Which is not to say you shouldn't also read Peter Thorold's thoughtful survey of the motoring century we've just lived through. Although covering similar ground to that covered by Piers Brendon's magisterial The Motoring Century (a history of the RAC), Thorold writes well and brings his own distinctive perspective. He is particularly interested in why Britain didn't lead the world in motor engineering, as it did in other kinds of engineering. After all, Gottleib Daimler (widely but not quite accurately credited with producing the first car) and Armand Peugeot came here to learn, while the American Thomas Edison wrote in 1901, 'The motor car should have been British. You first invented it in the 1830s, you have the mechanics and the roads.'

We didn't, Thorold argues, largely because of parliamentary and local government hostility (how little changes) and the influence of the railways.

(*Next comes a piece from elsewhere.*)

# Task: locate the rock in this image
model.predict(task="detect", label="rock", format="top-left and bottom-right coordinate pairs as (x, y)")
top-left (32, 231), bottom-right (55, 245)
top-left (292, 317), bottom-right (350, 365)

The latter not only deliberately frustrated four-wheeled opposition but, because of the comprehensiveness of its network, made it seem unnecessary. The result was that we were so laggardly that by 1901 no less a figure than the editor of this magazine, 1. St. Loe Strachey, was bewailing the gloomy solitude of our deserted main roads.

We flourished later and by 1950 had cornered 52 per cent of world car exports. What then? A combination of government taxation policies and economic strategies, lack of road spending, incompetent management, union stupidity and bloodymindedness, low investment and productivity did for this once great industry. As for the future — well, with even this government forced to concede that the car is essential and public transport never more than complementary, it looks like a combination of hydrogen fuel cells and sunflower seeds. One day we'll grow our own. Flower power at last.